Current global initiatives from Partners of Parasite Control including the World Health Organization (WHO), Bill and Melinda Gates Foundation, UNICEF, Schistosome Control Initiative and the World Bank are advocating regular school-based de-worming interventions to reduce the development of morbidity, promote school-child health and improve cognitive potential of the children. Children are treated with the antihelminthic drug praziquantel. Over the past decade, there has been a concerted global effort to control bilharzia, galvanised initially by the Millennium Development Goal (MDG) 6 to combat HIV/AIDS, malaria and other diseases by 2015 and the World Health Assembly resolution 54.19 to treat at least 75% of all school-age children at risk of schistosomiasis by 2010. The most recent schistosomiasis resolution, World Health Assembly resolution WHA65.21 passed in 2012 is advocating for the elimination of schistosome transmission and the WHO Schistosomiasis Strategic Plan 2012-2020 sets out its vision of for a world free from schistosomiasis. This represents a real drive at the global scale not previously seen, to control this important disease of childhood.

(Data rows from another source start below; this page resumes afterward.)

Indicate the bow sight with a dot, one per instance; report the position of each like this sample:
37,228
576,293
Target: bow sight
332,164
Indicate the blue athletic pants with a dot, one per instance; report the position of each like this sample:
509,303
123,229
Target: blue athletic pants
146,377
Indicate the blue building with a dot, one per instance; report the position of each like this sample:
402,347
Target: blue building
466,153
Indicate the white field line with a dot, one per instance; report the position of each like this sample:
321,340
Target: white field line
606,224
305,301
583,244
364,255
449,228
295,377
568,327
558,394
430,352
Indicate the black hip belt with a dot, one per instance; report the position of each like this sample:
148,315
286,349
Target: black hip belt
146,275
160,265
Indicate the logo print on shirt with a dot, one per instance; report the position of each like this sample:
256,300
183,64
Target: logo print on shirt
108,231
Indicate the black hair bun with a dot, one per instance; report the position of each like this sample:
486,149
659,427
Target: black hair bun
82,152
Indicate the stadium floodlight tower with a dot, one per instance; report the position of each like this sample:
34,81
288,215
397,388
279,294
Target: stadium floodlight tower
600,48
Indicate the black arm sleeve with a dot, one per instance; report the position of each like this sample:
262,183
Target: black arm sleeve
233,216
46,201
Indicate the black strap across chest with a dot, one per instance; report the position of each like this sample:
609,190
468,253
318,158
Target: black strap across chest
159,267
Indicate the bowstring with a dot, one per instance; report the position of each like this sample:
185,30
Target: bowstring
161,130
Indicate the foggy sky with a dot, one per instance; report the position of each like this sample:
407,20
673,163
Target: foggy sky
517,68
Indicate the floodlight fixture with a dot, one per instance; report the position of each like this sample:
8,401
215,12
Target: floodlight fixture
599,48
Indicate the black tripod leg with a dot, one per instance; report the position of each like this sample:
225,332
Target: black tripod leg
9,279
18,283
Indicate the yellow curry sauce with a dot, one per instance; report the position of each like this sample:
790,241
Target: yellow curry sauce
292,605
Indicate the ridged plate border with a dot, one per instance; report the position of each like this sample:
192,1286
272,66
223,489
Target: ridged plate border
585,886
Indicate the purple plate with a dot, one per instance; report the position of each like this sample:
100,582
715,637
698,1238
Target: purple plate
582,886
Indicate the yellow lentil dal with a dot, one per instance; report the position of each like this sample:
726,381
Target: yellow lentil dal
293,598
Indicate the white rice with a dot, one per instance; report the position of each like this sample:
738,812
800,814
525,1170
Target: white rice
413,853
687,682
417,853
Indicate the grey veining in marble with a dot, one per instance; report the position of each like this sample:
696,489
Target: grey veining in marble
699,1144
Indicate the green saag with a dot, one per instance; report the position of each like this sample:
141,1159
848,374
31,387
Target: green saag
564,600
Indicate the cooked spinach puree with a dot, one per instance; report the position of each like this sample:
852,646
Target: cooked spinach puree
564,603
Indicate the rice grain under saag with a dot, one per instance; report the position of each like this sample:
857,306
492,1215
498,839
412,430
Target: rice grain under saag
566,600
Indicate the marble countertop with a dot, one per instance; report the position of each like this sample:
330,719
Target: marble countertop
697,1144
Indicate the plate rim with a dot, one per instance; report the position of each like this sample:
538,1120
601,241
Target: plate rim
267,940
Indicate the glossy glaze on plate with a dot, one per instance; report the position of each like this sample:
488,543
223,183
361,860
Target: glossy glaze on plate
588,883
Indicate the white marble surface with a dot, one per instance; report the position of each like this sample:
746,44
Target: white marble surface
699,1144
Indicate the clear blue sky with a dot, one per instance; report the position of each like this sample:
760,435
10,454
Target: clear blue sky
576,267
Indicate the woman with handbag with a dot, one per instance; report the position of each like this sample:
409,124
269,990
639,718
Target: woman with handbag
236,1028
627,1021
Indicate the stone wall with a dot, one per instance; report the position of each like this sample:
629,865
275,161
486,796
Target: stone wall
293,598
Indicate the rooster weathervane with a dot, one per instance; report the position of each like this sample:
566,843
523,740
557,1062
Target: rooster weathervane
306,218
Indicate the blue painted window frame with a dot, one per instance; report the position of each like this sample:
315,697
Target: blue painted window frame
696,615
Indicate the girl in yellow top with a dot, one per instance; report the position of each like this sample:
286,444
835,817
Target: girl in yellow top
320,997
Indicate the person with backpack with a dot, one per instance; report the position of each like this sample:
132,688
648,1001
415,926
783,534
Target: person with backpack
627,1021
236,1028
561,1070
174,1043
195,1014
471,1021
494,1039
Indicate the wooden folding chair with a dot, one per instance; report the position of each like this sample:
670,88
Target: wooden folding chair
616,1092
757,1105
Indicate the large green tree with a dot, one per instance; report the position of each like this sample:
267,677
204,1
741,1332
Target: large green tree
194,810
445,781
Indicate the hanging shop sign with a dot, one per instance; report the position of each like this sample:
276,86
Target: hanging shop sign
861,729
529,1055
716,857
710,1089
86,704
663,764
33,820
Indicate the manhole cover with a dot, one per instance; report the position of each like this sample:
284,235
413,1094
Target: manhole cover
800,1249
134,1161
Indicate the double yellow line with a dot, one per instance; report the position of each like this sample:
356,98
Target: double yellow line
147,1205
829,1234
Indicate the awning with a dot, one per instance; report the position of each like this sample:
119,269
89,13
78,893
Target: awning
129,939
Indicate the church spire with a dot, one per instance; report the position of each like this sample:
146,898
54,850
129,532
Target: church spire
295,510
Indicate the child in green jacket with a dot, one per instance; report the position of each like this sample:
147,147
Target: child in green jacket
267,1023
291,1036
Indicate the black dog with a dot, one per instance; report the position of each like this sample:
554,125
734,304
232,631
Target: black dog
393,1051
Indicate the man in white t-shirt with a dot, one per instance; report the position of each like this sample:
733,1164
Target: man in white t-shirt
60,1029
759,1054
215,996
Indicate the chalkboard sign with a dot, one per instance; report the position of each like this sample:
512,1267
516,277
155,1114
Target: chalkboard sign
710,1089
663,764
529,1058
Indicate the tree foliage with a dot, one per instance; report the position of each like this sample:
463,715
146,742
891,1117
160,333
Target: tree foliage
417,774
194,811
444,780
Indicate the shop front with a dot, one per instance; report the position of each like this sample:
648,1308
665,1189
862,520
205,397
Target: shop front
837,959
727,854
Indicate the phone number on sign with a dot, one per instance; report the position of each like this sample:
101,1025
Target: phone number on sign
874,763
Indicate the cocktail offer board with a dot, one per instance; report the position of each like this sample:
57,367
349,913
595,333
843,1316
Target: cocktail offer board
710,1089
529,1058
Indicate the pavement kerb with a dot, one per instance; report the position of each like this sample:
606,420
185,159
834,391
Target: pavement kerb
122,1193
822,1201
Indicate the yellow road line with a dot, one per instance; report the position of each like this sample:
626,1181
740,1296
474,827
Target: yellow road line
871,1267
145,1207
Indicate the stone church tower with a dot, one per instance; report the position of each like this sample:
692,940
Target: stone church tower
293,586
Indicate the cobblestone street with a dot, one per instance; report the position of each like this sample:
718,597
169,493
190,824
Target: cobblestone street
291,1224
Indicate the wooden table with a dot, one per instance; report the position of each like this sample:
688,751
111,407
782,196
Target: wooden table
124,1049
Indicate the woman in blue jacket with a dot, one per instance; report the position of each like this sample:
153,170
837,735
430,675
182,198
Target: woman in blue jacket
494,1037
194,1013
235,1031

Millions of school children in Africa are currently being treated with this drug resulting in significant health improvements. In several countries where the control programmes are currently being implemented, they are typically running for 5 years. The questions we are asking is what will happen to 1) the children who have been treated, 2) the rest of the population that has not been treated and 3) the parasites? The overall, long-term outcome of these treatment programmes for human health is believed to be good- but what evidence do we have for this? In my research group, we are interested in the long-term consequences of praziquantel treatment. Our studies and those of others have shown that the effects of praziquantel treatment go beyond the transient reduction of infection intensity and morbidity. Treatment with the antihelminthic also reduces future pathology and induces immune responses protective against re-infection by the parasites. What will be the effect of the 5-year treatment programmes on the host immune system and overall health? Experimental studies of the regulation of the immune system suggest that treatment of helminth infection results in susceptibility/worsening of immune disorders (explained through the hygiene hypothesis). What is the relevance of these studies to human helminth infection? What are the long-term health implications in children treated through these national treatment programmes? Similar to malaria, people exposed to schistosome parasites develop natural acquired immunity to the parasites following repeated infection with the parasites. What is the consequence of praziquantel treatment on schistosome immunity and disease, decades after cessation of the control programmes? Providing answers to these questions is critical for informing strategic planning for ministries of health and prioritisation of resources as well as formulating /directing global health policy.
These really interesting scientific questions and the potential impact of the findings for human health are the drivers of research for Dr Francisca Mutapi and her group, the Parasite Immuno-epidemiology Group, at the University of Edinburgh.